November 24, 2015

Two journalists went on trial at the Vatican today in an unusual proceeding in which they’re accused of illegally publishing claims of Vatican mismanagement based on confidential documents.

Reporters Gianluigi Nuzzi and Emiliano Fittipaldi both showed up before the Vatican court and, in theory, could face up to eight years in prison. The Vatican operates a different legal system than Italy and, though there is an extradition agreement between the two entities, it’s unclear if the two journalists could actually wind up in prison if convicted.

The early stages Tuesday included the judge spurning Fittipaldi’s request to dismiss the charges. The journalists’ fellow defendants are three individuals accused of leaking them the documents for use in two separate books.

“I am not afraid, I am calm,” Nuzzi wrote on Facebook, minutes before the first hearing.

“I have no intention to repent.

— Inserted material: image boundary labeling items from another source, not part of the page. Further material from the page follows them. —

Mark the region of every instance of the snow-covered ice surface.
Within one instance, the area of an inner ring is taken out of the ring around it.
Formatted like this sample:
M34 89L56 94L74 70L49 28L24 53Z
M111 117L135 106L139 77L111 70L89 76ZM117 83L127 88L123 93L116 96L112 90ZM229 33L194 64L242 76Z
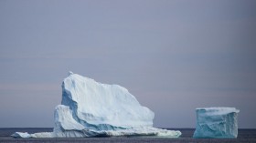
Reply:
M236 138L238 113L235 107L197 108L194 138Z
M154 112L128 90L69 72L62 83L61 105L55 108L53 132L20 138L158 136L178 138L180 131L153 128ZM29 134L28 134L29 135Z

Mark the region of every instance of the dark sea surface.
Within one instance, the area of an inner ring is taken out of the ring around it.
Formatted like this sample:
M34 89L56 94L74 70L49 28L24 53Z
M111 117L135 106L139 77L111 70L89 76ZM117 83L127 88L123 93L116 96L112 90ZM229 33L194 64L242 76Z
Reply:
M53 128L0 128L0 143L2 142L13 142L13 143L49 143L49 142L106 142L106 143L117 143L117 142L171 142L171 143L196 143L196 142L209 142L209 143L229 143L229 142L242 142L242 143L256 143L256 129L239 129L238 138L193 138L194 128L170 128L171 130L180 130L182 136L178 138L155 138L155 137L112 137L112 138L14 138L10 137L13 133L19 132L50 132Z

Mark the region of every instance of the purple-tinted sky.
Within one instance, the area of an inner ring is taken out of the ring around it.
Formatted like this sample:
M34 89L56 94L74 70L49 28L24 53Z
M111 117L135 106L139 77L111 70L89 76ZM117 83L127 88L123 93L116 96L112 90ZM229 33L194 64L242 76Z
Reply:
M53 127L69 70L126 87L155 127L235 107L256 128L255 0L1 0L0 128Z

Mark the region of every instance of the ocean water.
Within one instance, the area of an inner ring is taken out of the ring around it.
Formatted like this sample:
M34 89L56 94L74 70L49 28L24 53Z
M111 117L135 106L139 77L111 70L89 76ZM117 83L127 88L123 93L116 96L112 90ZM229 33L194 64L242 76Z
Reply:
M10 137L13 133L19 132L28 132L28 133L36 133L36 132L50 132L53 128L0 128L0 143L2 142L16 142L16 143L30 143L30 142L105 142L105 143L128 143L128 142L173 142L173 143L200 143L200 142L211 142L211 143L229 143L229 142L242 142L242 143L256 143L256 129L239 129L238 138L193 138L193 133L195 131L194 128L171 128L174 130L180 130L182 132L182 136L178 138L154 138L154 137L112 137L112 138L14 138Z

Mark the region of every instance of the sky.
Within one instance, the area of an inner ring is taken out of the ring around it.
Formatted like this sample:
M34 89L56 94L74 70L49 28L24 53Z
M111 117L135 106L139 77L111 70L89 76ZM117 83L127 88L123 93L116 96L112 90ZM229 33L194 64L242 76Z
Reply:
M126 87L154 127L234 107L256 128L256 1L0 0L0 128L52 128L69 71Z

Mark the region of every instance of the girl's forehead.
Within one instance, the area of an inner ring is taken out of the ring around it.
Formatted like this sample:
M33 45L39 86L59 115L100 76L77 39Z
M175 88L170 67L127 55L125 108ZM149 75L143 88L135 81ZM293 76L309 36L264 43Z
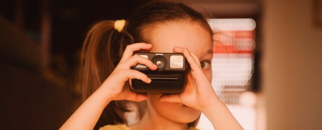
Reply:
M173 52L175 46L179 46L201 56L212 50L212 36L199 24L167 24L153 28L149 35L151 52Z

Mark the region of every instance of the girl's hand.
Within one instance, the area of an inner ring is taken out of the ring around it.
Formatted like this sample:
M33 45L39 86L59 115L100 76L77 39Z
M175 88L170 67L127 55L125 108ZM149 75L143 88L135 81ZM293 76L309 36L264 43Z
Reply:
M181 102L188 106L203 112L218 100L211 84L204 74L197 56L186 48L175 47L174 52L185 55L191 68L187 74L187 82L185 90L176 94L163 94L160 101Z
M151 80L146 75L130 68L139 64L145 65L151 70L156 70L156 66L150 60L138 55L132 56L134 52L149 50L151 48L151 44L145 43L133 44L126 46L119 63L100 87L106 92L106 98L111 100L126 100L136 102L147 98L146 94L135 92L124 86L127 80L133 78L140 80L147 84L151 82Z

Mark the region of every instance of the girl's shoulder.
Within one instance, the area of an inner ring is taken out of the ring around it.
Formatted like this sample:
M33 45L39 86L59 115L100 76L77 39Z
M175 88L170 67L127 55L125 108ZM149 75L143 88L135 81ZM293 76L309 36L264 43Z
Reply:
M99 130L130 130L129 127L125 124L114 124L114 125L106 125L103 127L99 128Z
M131 130L131 128L124 124L108 124L101 127L99 130ZM199 130L195 127L189 128L189 130Z

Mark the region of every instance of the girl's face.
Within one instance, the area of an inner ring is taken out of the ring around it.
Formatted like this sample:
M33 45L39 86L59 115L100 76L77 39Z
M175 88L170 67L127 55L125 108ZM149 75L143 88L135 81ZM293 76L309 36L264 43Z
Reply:
M177 46L186 48L195 53L201 64L204 64L204 73L211 82L212 36L200 24L192 22L169 22L159 24L153 26L147 38L152 44L151 52L172 53L174 47ZM187 86L194 84L187 84ZM149 94L147 108L152 116L164 118L178 122L189 123L196 120L200 114L200 112L181 103L160 102L158 99L160 96Z

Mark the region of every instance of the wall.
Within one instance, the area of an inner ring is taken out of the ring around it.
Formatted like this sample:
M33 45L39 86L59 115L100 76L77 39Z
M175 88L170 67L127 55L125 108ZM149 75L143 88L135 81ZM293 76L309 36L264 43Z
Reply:
M263 2L266 128L322 130L322 28L313 1Z

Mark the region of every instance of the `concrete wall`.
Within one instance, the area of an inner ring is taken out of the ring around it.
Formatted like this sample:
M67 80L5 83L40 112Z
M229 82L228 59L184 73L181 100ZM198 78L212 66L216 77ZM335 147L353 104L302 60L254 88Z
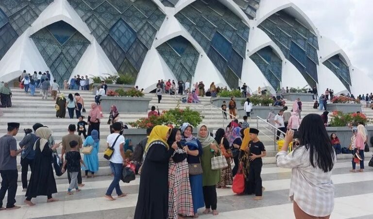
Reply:
M102 111L110 112L110 106L115 105L121 112L148 112L152 98L129 97L101 97Z

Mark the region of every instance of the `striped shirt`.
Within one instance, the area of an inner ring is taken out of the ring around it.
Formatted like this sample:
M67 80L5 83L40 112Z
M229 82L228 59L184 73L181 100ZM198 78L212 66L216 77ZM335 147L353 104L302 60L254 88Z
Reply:
M337 162L335 154L334 163ZM334 185L332 171L324 172L309 162L305 147L288 154L281 151L276 155L277 166L291 168L289 197L306 213L314 217L330 215L334 206Z

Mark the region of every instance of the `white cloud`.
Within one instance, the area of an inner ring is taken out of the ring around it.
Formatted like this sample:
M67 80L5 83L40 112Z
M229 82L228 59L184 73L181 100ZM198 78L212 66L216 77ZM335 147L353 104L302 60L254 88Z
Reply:
M373 76L373 1L291 0L311 19L322 35L335 41L352 64Z

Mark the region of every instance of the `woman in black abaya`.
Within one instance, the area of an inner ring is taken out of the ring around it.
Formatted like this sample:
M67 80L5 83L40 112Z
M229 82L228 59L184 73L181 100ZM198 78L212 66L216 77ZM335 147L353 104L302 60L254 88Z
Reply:
M29 205L34 205L31 199L41 195L47 196L47 202L58 201L52 197L52 194L57 193L56 181L52 168L52 152L59 147L55 144L49 147L48 138L52 135L52 130L49 128L39 128L35 132L39 138L34 145L35 159L34 168L31 171L30 184L26 192L25 203Z
M155 126L145 148L137 203L134 219L166 219L168 217L169 160L177 149L176 141L167 144L171 129Z

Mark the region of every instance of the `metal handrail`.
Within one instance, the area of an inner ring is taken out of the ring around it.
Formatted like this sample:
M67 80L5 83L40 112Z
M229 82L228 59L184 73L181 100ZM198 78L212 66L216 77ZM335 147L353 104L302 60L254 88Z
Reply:
M264 128L267 130L269 131L270 132L273 132L273 147L274 148L274 151L276 151L276 138L277 137L277 132L279 131L280 134L285 135L286 133L282 131L280 129L279 129L277 128L276 128L274 126L272 125L269 122L267 122L266 120L263 119L263 118L261 118L257 116L256 117L256 129L259 129L259 120L260 120L264 122L264 123L266 125L268 125L270 127L271 127L271 129L269 129L267 128L267 127L265 127L264 125L263 125L263 128ZM272 138L267 135L265 133L262 133L263 135L264 135L265 136L266 136L267 137L269 138L271 140ZM284 138L280 136L280 135L279 135L279 138L281 140L284 140Z

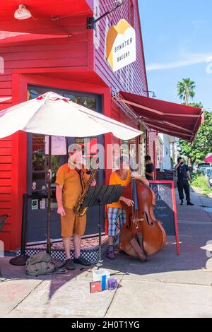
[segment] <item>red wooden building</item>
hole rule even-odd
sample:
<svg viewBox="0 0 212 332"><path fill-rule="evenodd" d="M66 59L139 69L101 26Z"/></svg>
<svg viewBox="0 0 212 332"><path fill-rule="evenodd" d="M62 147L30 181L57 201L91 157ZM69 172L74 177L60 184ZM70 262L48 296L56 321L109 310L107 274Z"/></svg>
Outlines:
<svg viewBox="0 0 212 332"><path fill-rule="evenodd" d="M131 106L112 97L117 90L138 95L145 95L143 90L148 90L138 1L124 1L100 20L95 29L87 27L88 18L98 18L114 6L115 2L119 4L110 2L45 0L44 6L41 0L25 0L32 18L19 20L14 18L14 12L20 1L1 1L0 30L4 32L0 33L0 57L4 69L0 70L0 109L52 90L79 102L90 103L98 112L139 129L140 121L130 112ZM121 18L136 30L136 61L113 72L105 57L105 40L110 26ZM146 147L141 160L145 153L154 160L156 131L154 127L148 129L147 122L142 123L147 135L146 141L144 136L141 137ZM120 143L110 134L100 139L104 139L105 145ZM20 245L23 194L31 193L35 182L35 186L38 184L39 189L43 189L43 137L22 132L0 141L0 214L9 215L0 234L6 250L14 250ZM106 153L105 162L108 158ZM57 159L55 162L61 161ZM106 170L106 183L110 172ZM29 215L31 235L37 228L37 220L45 219L45 211L33 213L37 215ZM37 239L45 237L42 234ZM36 239L33 236L30 239Z"/></svg>

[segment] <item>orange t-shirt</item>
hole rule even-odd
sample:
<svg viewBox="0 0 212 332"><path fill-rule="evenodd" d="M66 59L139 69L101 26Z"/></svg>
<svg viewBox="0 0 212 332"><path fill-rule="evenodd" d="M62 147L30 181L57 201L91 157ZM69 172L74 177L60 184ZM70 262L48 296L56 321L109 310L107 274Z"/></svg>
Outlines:
<svg viewBox="0 0 212 332"><path fill-rule="evenodd" d="M85 167L81 170L81 177L86 184L90 175L86 173ZM61 166L57 174L56 184L63 186L62 203L64 207L73 208L83 188L79 173L69 168L68 163Z"/></svg>
<svg viewBox="0 0 212 332"><path fill-rule="evenodd" d="M110 177L109 184L121 184L122 186L127 186L131 182L131 172L130 170L127 171L127 176L125 180L122 180L119 175L117 174L117 171L113 172ZM112 204L107 205L108 208L122 208L120 201L115 203L112 203Z"/></svg>

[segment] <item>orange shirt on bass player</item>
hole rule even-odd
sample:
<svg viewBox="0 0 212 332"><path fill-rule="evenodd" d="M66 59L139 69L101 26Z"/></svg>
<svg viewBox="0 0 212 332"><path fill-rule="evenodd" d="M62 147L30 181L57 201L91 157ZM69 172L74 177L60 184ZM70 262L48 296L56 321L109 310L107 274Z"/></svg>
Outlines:
<svg viewBox="0 0 212 332"><path fill-rule="evenodd" d="M118 175L117 171L113 172L110 177L109 184L121 184L122 186L127 186L131 179L131 172L130 170L127 171L127 176L124 180L122 180ZM115 203L112 203L107 205L108 208L122 208L120 201Z"/></svg>

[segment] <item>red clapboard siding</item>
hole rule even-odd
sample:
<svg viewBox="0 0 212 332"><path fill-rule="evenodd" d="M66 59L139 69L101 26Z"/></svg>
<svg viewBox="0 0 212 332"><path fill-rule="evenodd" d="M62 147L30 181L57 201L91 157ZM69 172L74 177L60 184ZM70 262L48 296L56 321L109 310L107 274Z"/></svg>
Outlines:
<svg viewBox="0 0 212 332"><path fill-rule="evenodd" d="M112 15L112 24L116 25L121 18L129 21L129 2L124 1L122 9L114 11ZM106 83L113 90L124 90L125 91L143 94L142 89L147 90L145 61L142 46L142 37L140 35L140 22L138 14L137 1L134 0L134 28L136 30L136 52L137 60L125 68L114 73L105 58L105 26L107 18L105 18L99 23L98 29L100 31L100 47L95 52L95 70L102 77ZM109 9L110 5L106 0L99 0L100 15ZM111 18L110 18L111 19ZM129 23L131 23L129 21ZM109 26L111 26L111 23ZM98 34L96 33L96 35Z"/></svg>
<svg viewBox="0 0 212 332"><path fill-rule="evenodd" d="M12 82L11 81L1 81L0 88L2 89L6 88L12 88Z"/></svg>
<svg viewBox="0 0 212 332"><path fill-rule="evenodd" d="M11 202L0 201L0 208L11 208Z"/></svg>
<svg viewBox="0 0 212 332"><path fill-rule="evenodd" d="M11 186L1 186L0 185L0 194L11 194Z"/></svg>
<svg viewBox="0 0 212 332"><path fill-rule="evenodd" d="M6 233L11 231L11 225L5 223L1 230L1 232Z"/></svg>
<svg viewBox="0 0 212 332"><path fill-rule="evenodd" d="M11 179L11 171L1 171L0 170L0 179ZM1 183L1 180L0 180Z"/></svg>
<svg viewBox="0 0 212 332"><path fill-rule="evenodd" d="M0 96L6 96L6 95L11 95L12 94L12 89L4 89L1 88L1 83L0 84Z"/></svg>
<svg viewBox="0 0 212 332"><path fill-rule="evenodd" d="M12 145L11 141L10 140L0 140L0 148L11 148Z"/></svg>
<svg viewBox="0 0 212 332"><path fill-rule="evenodd" d="M0 155L0 162L4 162L6 164L11 162L11 156Z"/></svg>
<svg viewBox="0 0 212 332"><path fill-rule="evenodd" d="M11 194L0 194L0 201L11 201Z"/></svg>
<svg viewBox="0 0 212 332"><path fill-rule="evenodd" d="M11 179L0 179L0 186L11 186Z"/></svg>
<svg viewBox="0 0 212 332"><path fill-rule="evenodd" d="M11 155L11 148L1 148L1 142L0 142L0 155Z"/></svg>
<svg viewBox="0 0 212 332"><path fill-rule="evenodd" d="M11 169L11 164L0 164L0 171L10 171Z"/></svg>

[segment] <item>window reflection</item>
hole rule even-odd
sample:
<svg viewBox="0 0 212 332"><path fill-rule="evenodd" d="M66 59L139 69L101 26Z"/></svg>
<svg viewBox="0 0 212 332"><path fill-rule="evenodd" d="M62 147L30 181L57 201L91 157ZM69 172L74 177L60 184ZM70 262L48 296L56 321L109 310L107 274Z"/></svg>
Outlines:
<svg viewBox="0 0 212 332"><path fill-rule="evenodd" d="M39 95L45 93L52 88L35 87L28 91L28 99L36 98ZM55 92L65 97L69 98L73 102L84 106L92 110L96 109L96 99L95 97L81 96L76 93L69 93L57 89ZM81 145L83 150L83 160L85 165L88 168L92 167L92 162L98 160L98 139L94 137L81 138L76 138L75 143ZM52 184L51 185L53 191L55 189L57 171L61 165L67 162L66 156L52 155L51 159L52 170ZM48 165L48 155L45 155L45 136L32 134L32 182L31 189L33 192L46 191L47 189L47 170Z"/></svg>

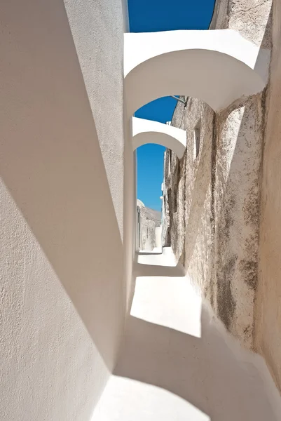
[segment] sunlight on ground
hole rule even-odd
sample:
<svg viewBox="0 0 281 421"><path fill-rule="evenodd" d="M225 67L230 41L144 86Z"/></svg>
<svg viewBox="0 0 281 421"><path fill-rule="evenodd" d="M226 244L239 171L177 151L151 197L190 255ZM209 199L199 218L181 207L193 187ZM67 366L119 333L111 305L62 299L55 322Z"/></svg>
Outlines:
<svg viewBox="0 0 281 421"><path fill-rule="evenodd" d="M210 421L182 398L160 387L112 376L92 421Z"/></svg>
<svg viewBox="0 0 281 421"><path fill-rule="evenodd" d="M139 276L131 316L200 338L201 304L185 276Z"/></svg>

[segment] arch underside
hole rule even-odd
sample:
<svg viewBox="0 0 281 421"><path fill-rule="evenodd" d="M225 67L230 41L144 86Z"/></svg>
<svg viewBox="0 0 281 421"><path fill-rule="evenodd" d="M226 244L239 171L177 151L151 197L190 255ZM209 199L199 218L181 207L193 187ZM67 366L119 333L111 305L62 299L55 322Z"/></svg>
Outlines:
<svg viewBox="0 0 281 421"><path fill-rule="evenodd" d="M160 145L181 159L186 147L186 132L180 128L144 119L132 118L132 148L147 143Z"/></svg>
<svg viewBox="0 0 281 421"><path fill-rule="evenodd" d="M142 62L125 77L128 117L145 104L170 95L197 98L219 111L264 87L258 73L226 54L204 50L174 51Z"/></svg>

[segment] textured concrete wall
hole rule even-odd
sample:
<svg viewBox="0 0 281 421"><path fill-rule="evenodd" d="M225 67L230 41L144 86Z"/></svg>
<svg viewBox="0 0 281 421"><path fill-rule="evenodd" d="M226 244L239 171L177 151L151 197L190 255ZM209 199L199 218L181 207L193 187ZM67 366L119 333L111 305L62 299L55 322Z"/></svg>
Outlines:
<svg viewBox="0 0 281 421"><path fill-rule="evenodd" d="M270 8L270 1L219 1L211 27L234 29L268 48ZM172 246L218 317L248 348L254 345L265 98L238 100L216 114L198 100L189 98L185 109L178 104L172 123L187 131L187 148L180 161L172 156L166 179Z"/></svg>
<svg viewBox="0 0 281 421"><path fill-rule="evenodd" d="M88 421L123 328L123 6L65 6L0 5L5 421Z"/></svg>
<svg viewBox="0 0 281 421"><path fill-rule="evenodd" d="M256 349L281 390L281 1L273 7L273 55L263 161Z"/></svg>

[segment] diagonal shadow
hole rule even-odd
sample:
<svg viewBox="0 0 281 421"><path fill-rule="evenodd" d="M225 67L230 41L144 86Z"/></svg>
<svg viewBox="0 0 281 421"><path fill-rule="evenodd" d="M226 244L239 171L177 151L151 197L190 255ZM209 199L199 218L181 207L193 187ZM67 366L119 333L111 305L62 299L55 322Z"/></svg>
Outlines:
<svg viewBox="0 0 281 421"><path fill-rule="evenodd" d="M212 421L276 420L256 367L241 363L206 310L201 321L198 339L130 316L114 374L165 389Z"/></svg>
<svg viewBox="0 0 281 421"><path fill-rule="evenodd" d="M63 2L14 4L2 34L1 177L111 369L123 245L69 21Z"/></svg>

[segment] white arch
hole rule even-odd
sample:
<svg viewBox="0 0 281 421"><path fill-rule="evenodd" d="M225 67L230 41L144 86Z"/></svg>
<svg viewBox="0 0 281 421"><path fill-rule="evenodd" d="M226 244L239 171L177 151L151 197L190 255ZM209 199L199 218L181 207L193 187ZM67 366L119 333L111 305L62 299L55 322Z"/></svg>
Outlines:
<svg viewBox="0 0 281 421"><path fill-rule="evenodd" d="M269 60L269 50L232 29L125 34L128 117L169 95L186 94L221 109L263 89Z"/></svg>
<svg viewBox="0 0 281 421"><path fill-rule="evenodd" d="M144 119L132 118L132 148L157 143L172 149L180 159L186 147L186 132L181 128Z"/></svg>

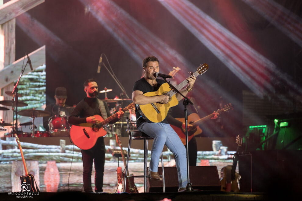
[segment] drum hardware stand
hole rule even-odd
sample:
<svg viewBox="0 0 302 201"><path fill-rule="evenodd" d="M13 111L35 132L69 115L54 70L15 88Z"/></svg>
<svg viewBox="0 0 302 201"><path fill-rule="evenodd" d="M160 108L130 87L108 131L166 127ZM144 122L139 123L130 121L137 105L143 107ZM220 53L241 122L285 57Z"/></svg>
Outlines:
<svg viewBox="0 0 302 201"><path fill-rule="evenodd" d="M193 105L193 103L191 101L189 98L184 96L182 93L178 90L172 84L170 83L170 82L168 82L166 79L166 78L164 79L164 80L170 86L170 88L174 91L176 93L178 93L180 94L185 99L184 100L183 103L185 106L185 142L186 142L186 151L187 156L187 176L188 178L188 183L185 187L185 190L181 191L180 192L186 192L188 191L199 191L200 190L196 189L193 189L192 185L192 184L190 182L190 174L189 170L189 146L188 144L189 140L188 138L188 112L187 109L187 106L190 103L192 105Z"/></svg>
<svg viewBox="0 0 302 201"><path fill-rule="evenodd" d="M108 69L108 68L107 68L107 67L106 66L106 65L105 65L105 64L103 62L101 62L100 64L99 64L99 65L102 65L104 66L104 67L106 68L106 70L107 70L107 71L108 71L108 72L109 73L109 74L110 76L111 76L112 77L112 78L113 78L114 80L115 81L115 82L117 84L118 86L120 87L120 89L122 90L122 91L123 91L123 93L126 95L127 98L129 98L129 97L128 96L128 95L127 95L127 94L126 93L126 90L125 89L125 88L122 85L122 84L120 82L120 81L118 81L118 80L117 79L117 78L116 76L115 76L114 73L113 72L113 71L112 70L112 69L111 67L111 66L110 65L110 64L109 63L109 61L108 61L108 59L107 58L107 56L106 56L106 55L105 55L105 54L102 53L101 54L101 57L102 55L104 55L104 56L105 56L105 58L106 58L106 60L107 61L107 62L109 65L109 67L110 68L110 69L111 70L111 72L110 72L110 71L109 71L109 69ZM99 73L99 71L98 71L97 72L98 73Z"/></svg>

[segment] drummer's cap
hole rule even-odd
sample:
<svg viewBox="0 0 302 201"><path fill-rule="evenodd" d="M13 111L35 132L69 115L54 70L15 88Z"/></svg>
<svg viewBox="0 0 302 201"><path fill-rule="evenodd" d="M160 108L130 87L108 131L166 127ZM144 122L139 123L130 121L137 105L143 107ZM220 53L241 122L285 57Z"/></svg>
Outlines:
<svg viewBox="0 0 302 201"><path fill-rule="evenodd" d="M67 90L65 87L57 87L56 88L55 95L57 98L67 98Z"/></svg>

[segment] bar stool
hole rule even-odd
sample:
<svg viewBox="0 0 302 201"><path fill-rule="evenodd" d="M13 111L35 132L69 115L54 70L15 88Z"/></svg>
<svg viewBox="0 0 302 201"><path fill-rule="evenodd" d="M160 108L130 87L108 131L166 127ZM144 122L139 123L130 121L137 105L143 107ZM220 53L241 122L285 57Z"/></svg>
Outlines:
<svg viewBox="0 0 302 201"><path fill-rule="evenodd" d="M147 178L150 177L150 176L147 175L147 162L148 157L148 141L149 139L153 139L153 138L149 136L146 134L138 130L136 128L136 121L129 119L128 117L126 117L126 121L127 122L127 126L128 128L128 132L129 135L129 143L128 147L128 153L127 155L127 160L125 172L125 178L124 179L124 192L125 192L126 182L127 178L128 177L143 178L144 178L144 192L146 192L147 191ZM130 153L130 148L131 146L132 140L144 140L144 175L128 175L128 164L129 161L129 156ZM163 160L163 152L160 155L161 159L162 170L163 171L162 175L160 176L163 179L163 190L164 192L166 192L165 188L165 177L164 171L164 161Z"/></svg>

It’s those who squandered money of the poor and weak, those who enjoy themselves in super attics at worshippers’ expenses that will have to repent,” he added in reference to revelations contained in Fittipaldi’s “Avarice” and his own “Merchants in the Temple.” “I will be in court at the Vatican to denounce a system of censorship that bans freedom of thought and information.”

Fittipaldi contended the the trial is an attack on press freedom. “In no other part of the world, at least in the part of the world that considers itself democratic, is there a crime of a scoop, a crime of publishing news,” he told AP.

The three others on trial include a monsignor, Father Lucio Angel Vallejo Balda. They’re accused of being the whistle-blowers who provided Nuzzi and Fittipaldi with material for the two books. The books were in part based on documents from a papal committee the three other defendants were part of and that reflected Pope Francis’ desire to overhaul the Vatican’s financial administration.

The journalists’ revelations included how substantial donations for a children’s hospital were instead used to redecorate the Rome attic of a controversial cardinal. In addition, they alleged that religious groups paid significant sums to secure sainthood for certain candidates.

The Committee to Protect Journalists (CPJ) is among the groups that have urged the Vatican to drop the charges against Nuzzi and Fittipaldi.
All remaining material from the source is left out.